For the reasons above, it is clear that the average person can generally expect to pay a premium for building their own home as opposed to buying an existing home. Importantly though, there are some design approaches which can reduce this premium or even result in savings. In South Africa it is still true that most people think of a house as being constructed of brick, mortar and concrete. Depending on the nature and location of the project, alternative construction methods such as timber frame or light gauge steel frame buildings could be more affordable. Many people still think of these alternative construction methods as being inferior or even ‘ugly’, but new technologies have meant that these systems can combine endless stylistic options with superior performance. If you do want to build and need a cheaper option, it is highly recommended that you speak to a qualified architect about alternative construction options early on.

Regardless of construction method, there are several very good reasons to build your own home even if the cost is higher than that of purchasing an existing property. The most notable is freedom of choice. In an existing home you get to choose very little other than perhaps the paint colour if you choose to repaint. This can be a serious problem because people have different tastes and needs so no existing house will be perfect. It might be the small windows or the ugly tiles or perhaps the layout just isn’t very practical for the way you live, but inevitably there will be something or even quite a few things that you will “just have to live with”. That is not a line you want to use when you describe your dream home and if you choose to build, you don’t have to. If you build a home, you can choose everything from a layout and combination of spaces that suits the way you live, to features like fireplaces or large windows, to the finishes which includes everything from tiles to light fittings. A good architect can design the perfect home which combines all the choices made by the client into a coherent whole that is uniquely suited to the client.

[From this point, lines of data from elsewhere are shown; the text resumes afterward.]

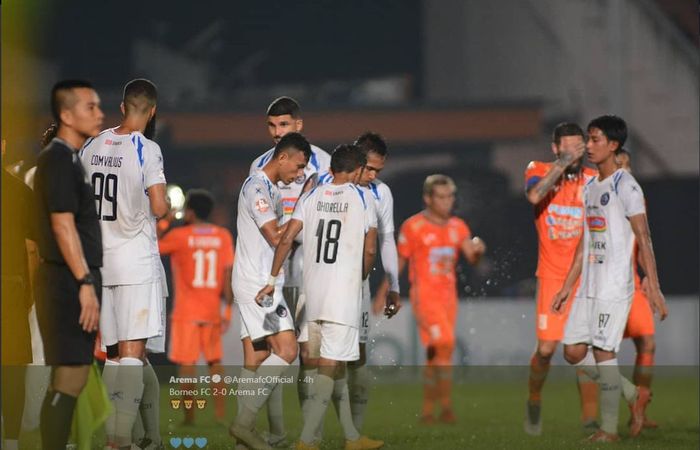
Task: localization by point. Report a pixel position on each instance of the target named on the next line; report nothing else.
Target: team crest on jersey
(281, 311)
(596, 224)
(261, 205)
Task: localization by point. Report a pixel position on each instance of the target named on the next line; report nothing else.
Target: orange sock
(589, 400)
(538, 373)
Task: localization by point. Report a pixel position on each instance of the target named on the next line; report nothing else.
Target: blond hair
(437, 179)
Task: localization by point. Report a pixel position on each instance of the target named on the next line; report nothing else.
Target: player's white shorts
(597, 323)
(258, 321)
(339, 342)
(132, 311)
(364, 312)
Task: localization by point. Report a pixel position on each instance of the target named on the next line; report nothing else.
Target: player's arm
(273, 232)
(158, 199)
(640, 227)
(473, 249)
(370, 252)
(293, 227)
(562, 296)
(68, 240)
(567, 157)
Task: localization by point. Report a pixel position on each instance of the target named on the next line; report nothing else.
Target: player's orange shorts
(641, 319)
(549, 325)
(189, 339)
(436, 315)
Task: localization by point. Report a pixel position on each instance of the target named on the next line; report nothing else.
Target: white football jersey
(336, 219)
(319, 163)
(258, 203)
(608, 250)
(121, 168)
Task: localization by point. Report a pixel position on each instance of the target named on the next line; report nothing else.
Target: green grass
(490, 405)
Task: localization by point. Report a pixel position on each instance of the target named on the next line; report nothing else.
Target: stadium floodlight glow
(177, 200)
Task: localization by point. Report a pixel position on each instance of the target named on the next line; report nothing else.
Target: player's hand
(571, 154)
(264, 292)
(479, 246)
(657, 302)
(89, 308)
(393, 304)
(559, 301)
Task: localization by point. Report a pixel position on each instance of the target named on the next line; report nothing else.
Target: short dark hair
(61, 98)
(139, 95)
(284, 105)
(565, 129)
(613, 127)
(346, 158)
(201, 202)
(293, 142)
(372, 142)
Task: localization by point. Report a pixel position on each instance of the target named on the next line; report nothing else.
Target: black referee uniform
(61, 186)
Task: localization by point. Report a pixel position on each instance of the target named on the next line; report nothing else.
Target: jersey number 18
(332, 236)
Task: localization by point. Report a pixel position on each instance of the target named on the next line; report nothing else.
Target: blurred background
(464, 87)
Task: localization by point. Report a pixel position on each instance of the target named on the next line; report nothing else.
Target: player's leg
(640, 327)
(358, 372)
(184, 351)
(59, 404)
(13, 393)
(213, 352)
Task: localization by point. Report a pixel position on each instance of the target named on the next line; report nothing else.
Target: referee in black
(70, 246)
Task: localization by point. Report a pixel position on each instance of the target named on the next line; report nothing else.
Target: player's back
(199, 253)
(319, 162)
(258, 203)
(336, 219)
(558, 219)
(121, 168)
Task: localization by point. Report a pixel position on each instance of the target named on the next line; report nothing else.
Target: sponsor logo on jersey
(261, 205)
(281, 311)
(596, 224)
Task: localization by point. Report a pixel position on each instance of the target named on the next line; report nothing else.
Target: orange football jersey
(198, 254)
(432, 252)
(558, 220)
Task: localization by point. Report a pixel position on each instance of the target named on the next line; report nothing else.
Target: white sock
(318, 404)
(130, 386)
(149, 408)
(609, 381)
(341, 401)
(109, 376)
(358, 387)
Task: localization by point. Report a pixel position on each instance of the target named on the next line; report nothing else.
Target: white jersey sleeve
(631, 195)
(153, 171)
(259, 202)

Other good reasons to build your own home include the superior performance of new construction technologies, the ability to live in new estates or areas where there simply isn’t available housing stock, being able to fully integrate off-grid technologies, building a home which incorporates the latest trends or architectural styles and taking part in the creation of a new architectural masterpiece. Any of these reasons alone might be justification enough for the cost premium that typically comes with having your own home built, but in combination with the ability to have every single aspect of the home designed to a client’s exact taste, it should come as no surprise that building is the go-to method for getting your dream home.